International Falls Breaks Cold Record

Brandon Weathers
Updated: January 31, 2019 04:35 PM

When talking about extreme cold, it's natural to recall previous severe cold snaps, such as that of 2014 and 1996. Well, International Falls left 1996 in the weather dust Thursday morning. Their old record of minus 35 in 1996 was shattered by ten degrees, at 45 below zero. 


"Well, it was day 3 of what has been pretty near-record breaking temps," shared Tricia Heibel, the president of the International Falls Area Chamber of Commerce. She maintains they are a hearty bunch. "It's interesting to see who closes and who doesn't."

And there's always that silver lining. "You'll hear it at least once throughout town. Well, it's making ice! We have a big lake behind us, that Rainy Lake," she added.
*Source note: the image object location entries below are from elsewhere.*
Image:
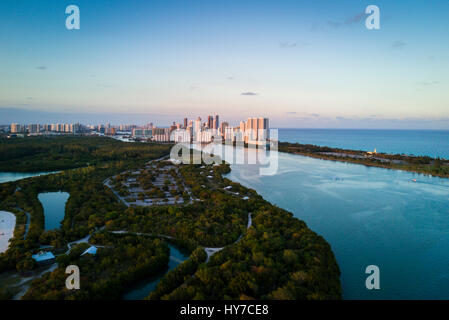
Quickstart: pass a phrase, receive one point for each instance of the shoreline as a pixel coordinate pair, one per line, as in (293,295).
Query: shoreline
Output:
(417,164)
(7,227)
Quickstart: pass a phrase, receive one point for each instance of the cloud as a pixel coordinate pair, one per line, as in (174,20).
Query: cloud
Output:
(347,22)
(292,45)
(428,83)
(398,44)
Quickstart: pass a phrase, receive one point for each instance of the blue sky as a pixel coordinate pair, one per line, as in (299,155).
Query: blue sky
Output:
(301,63)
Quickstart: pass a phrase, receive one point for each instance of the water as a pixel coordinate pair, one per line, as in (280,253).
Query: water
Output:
(54,208)
(144,288)
(433,143)
(14,176)
(369,216)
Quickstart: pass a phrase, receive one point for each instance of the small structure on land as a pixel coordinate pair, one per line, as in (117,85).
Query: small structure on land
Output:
(92,250)
(43,258)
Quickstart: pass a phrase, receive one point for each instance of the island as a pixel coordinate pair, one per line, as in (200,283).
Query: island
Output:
(419,164)
(129,202)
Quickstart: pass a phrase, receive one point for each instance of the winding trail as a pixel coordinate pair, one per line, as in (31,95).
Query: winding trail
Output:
(211,251)
(27,225)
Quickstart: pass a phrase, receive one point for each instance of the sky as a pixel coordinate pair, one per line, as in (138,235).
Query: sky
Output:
(300,63)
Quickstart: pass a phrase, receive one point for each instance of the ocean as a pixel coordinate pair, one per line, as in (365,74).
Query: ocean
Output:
(433,143)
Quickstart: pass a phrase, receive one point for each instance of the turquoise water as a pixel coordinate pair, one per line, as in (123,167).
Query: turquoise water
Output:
(369,216)
(433,143)
(13,176)
(54,208)
(143,289)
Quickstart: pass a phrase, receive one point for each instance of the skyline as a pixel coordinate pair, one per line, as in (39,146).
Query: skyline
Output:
(301,64)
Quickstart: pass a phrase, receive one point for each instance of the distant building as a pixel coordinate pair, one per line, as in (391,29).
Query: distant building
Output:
(16,128)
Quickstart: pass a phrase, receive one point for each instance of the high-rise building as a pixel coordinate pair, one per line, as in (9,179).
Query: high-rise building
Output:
(216,123)
(223,127)
(16,128)
(210,122)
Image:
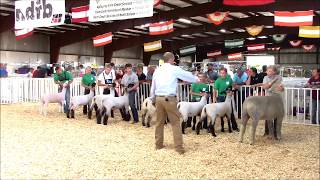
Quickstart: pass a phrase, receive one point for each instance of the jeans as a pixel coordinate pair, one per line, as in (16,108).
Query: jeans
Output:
(67,98)
(132,104)
(315,111)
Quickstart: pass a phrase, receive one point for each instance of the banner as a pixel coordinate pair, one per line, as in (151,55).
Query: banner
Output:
(102,40)
(152,46)
(297,18)
(254,30)
(217,17)
(309,31)
(161,28)
(247,2)
(34,13)
(233,43)
(106,10)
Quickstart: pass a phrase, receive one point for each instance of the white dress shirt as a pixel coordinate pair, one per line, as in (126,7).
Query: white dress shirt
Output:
(165,80)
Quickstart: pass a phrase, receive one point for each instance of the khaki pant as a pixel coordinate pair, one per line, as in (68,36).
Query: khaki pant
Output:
(168,109)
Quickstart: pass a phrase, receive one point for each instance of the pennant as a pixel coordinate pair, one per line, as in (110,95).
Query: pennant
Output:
(247,2)
(235,56)
(233,43)
(213,54)
(295,43)
(22,33)
(256,47)
(80,14)
(161,28)
(308,47)
(156,3)
(152,46)
(102,40)
(278,38)
(309,31)
(217,17)
(254,30)
(297,18)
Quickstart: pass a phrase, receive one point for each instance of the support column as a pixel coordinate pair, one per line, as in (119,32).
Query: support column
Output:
(108,52)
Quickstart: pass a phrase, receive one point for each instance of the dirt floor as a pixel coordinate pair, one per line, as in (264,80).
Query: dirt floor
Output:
(33,146)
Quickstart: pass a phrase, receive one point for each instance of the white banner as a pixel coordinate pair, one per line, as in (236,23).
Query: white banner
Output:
(39,13)
(106,10)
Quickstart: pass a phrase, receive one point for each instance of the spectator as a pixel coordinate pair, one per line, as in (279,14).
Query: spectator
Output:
(211,74)
(314,83)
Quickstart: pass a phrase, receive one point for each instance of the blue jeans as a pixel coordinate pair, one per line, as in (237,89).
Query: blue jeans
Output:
(314,112)
(132,104)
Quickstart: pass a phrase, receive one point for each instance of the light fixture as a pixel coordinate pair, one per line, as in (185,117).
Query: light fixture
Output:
(187,21)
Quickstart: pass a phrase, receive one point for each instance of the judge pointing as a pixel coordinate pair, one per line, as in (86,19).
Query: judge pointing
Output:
(163,92)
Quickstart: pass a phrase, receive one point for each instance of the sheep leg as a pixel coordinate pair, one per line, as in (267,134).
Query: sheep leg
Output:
(253,130)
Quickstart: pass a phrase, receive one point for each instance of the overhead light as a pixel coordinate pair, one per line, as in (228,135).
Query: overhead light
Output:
(187,21)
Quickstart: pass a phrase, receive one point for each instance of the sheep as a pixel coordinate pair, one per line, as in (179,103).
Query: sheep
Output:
(111,102)
(190,109)
(76,101)
(214,110)
(263,107)
(53,98)
(148,111)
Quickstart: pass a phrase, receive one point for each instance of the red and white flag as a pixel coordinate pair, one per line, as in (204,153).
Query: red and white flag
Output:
(217,17)
(161,28)
(247,2)
(256,47)
(102,40)
(295,43)
(80,14)
(235,56)
(213,54)
(22,33)
(297,18)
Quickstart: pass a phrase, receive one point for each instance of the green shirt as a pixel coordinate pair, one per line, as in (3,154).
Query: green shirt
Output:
(198,88)
(88,79)
(221,85)
(63,77)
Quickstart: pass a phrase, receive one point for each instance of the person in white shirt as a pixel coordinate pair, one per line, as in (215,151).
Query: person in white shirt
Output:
(163,92)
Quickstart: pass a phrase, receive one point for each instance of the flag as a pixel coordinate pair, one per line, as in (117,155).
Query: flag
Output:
(296,18)
(308,47)
(247,2)
(217,17)
(235,56)
(213,54)
(278,38)
(161,28)
(156,2)
(254,30)
(309,31)
(295,43)
(152,46)
(102,40)
(80,14)
(233,43)
(256,47)
(22,33)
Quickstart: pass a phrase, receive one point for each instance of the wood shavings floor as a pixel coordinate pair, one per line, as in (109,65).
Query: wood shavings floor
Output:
(54,147)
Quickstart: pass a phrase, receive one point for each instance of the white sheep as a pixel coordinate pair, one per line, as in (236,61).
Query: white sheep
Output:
(112,102)
(190,109)
(148,111)
(263,107)
(77,101)
(53,98)
(214,110)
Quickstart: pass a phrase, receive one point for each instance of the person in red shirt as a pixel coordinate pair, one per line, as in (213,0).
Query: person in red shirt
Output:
(314,83)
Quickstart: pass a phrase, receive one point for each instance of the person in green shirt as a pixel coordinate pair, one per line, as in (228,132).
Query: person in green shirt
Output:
(60,77)
(87,80)
(197,91)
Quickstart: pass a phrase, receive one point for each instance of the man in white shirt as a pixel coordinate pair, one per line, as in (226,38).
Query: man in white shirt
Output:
(164,90)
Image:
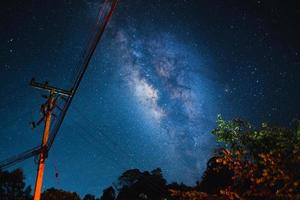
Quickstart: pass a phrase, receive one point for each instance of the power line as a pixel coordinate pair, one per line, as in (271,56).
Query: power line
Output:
(151,184)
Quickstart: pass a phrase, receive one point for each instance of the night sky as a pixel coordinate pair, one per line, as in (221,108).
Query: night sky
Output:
(162,72)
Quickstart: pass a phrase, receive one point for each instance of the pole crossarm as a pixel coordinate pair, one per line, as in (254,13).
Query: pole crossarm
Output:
(45,86)
(20,157)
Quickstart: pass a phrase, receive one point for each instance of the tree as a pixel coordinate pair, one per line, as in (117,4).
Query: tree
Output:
(265,161)
(54,194)
(136,185)
(89,197)
(12,186)
(108,194)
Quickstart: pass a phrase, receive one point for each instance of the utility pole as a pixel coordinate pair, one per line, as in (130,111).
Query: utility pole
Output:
(46,109)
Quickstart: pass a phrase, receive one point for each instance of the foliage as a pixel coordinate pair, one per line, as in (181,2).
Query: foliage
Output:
(54,194)
(136,185)
(108,194)
(265,161)
(12,186)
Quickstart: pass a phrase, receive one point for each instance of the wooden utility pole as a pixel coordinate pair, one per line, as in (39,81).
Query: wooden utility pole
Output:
(44,151)
(46,109)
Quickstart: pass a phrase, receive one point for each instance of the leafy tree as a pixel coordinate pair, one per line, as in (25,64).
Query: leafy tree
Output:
(265,161)
(12,186)
(215,178)
(54,194)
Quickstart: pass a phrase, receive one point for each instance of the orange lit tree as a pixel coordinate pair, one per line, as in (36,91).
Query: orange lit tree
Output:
(264,162)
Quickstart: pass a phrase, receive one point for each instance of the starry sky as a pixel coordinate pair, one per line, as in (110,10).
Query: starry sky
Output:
(161,73)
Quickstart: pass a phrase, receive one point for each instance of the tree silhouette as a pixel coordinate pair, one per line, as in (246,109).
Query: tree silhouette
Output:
(12,186)
(55,194)
(136,185)
(89,197)
(108,194)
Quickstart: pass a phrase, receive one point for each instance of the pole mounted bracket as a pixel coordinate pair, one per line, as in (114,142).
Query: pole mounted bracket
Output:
(51,89)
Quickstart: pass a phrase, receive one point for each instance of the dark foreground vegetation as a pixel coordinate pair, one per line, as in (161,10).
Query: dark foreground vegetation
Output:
(252,163)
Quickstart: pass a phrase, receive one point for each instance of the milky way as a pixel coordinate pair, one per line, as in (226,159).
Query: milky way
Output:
(163,75)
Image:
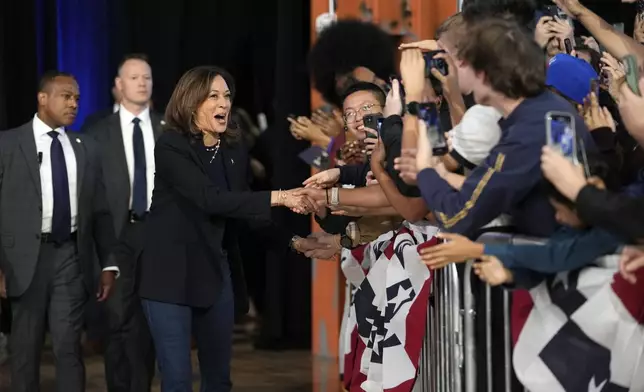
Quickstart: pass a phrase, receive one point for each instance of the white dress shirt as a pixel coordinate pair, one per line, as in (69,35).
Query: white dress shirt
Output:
(43,146)
(127,127)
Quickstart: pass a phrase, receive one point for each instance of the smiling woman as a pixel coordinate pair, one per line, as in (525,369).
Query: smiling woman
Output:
(191,270)
(201,103)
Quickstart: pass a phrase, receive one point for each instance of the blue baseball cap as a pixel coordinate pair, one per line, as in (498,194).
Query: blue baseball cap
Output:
(570,76)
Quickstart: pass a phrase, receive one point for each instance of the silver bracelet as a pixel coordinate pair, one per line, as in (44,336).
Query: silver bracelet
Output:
(335,196)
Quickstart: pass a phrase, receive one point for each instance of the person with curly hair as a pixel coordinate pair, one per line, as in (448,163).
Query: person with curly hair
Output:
(337,62)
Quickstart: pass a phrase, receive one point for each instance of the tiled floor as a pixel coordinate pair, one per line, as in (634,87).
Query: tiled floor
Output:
(253,371)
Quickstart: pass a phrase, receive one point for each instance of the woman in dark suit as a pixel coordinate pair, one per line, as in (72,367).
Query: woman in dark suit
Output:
(191,279)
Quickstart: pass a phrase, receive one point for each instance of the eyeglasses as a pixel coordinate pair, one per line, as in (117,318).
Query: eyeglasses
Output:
(350,115)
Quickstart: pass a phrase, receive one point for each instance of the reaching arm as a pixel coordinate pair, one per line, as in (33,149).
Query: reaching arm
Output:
(616,43)
(176,167)
(371,196)
(617,213)
(413,209)
(354,174)
(564,252)
(509,173)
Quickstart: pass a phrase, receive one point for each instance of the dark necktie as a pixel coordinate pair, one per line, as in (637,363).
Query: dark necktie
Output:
(140,187)
(62,217)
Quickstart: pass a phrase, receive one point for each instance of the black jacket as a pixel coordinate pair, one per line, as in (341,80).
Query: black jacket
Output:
(192,229)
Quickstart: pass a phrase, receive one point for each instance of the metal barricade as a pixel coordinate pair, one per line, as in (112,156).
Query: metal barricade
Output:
(460,351)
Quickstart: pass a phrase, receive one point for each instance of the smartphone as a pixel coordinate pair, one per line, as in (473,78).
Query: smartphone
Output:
(326,108)
(594,87)
(371,122)
(632,74)
(388,88)
(429,114)
(561,134)
(568,45)
(429,243)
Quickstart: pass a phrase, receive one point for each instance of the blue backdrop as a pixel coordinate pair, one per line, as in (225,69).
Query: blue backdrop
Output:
(82,30)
“This late January 2019 cold snap is gonna go in the record books,” National Weather Service meteorologist Joe Moore said, "some areas of Northern Minnesota are going to be as cold as they were back in the 1996 cold snap."

That 1996 cold snap is what was responsible for all-time record cold in the Northland. The air temperautre in Tower, MN, was recorded to be -60 on February 2, 1996, which is the coldest temperature ever recorded in the state of Minnesota. Just two days later on Febraury 4, the coldest Wisconsin temperature was recorded to be -55 in Couderay.

"Even though in a few locations we might not break the records, we're still going to be some of the coldest all-time lows," Moore said. 

When it comes to wind chills, it's difficult to compare with the 1996 cold snap because a different chart was used back then. "The wind chill scale changed in 2001 to a much more scientifically accurate scale, so the wind chills and the frost bite times on the wind chill chart are a lot more accurate," Moore said. For example, a wind chill of -58 on the current scale would be considered a wind chill of -81 before 2001.

With this current deep freeze, dangerous wind chills are not limited to the Northland. "Usually when we issue wind chill warnings, it's for just northern Minnesota, northwest Wisconsin," Moore said, "it is certainly unprecedented for us to see such widespread dangerous cold across the Midwest."

As for hearing that Cotton had the coldest temp of the region, Heibel said this, "That's ok. We still have one of the coldest. -55 in January of 1909."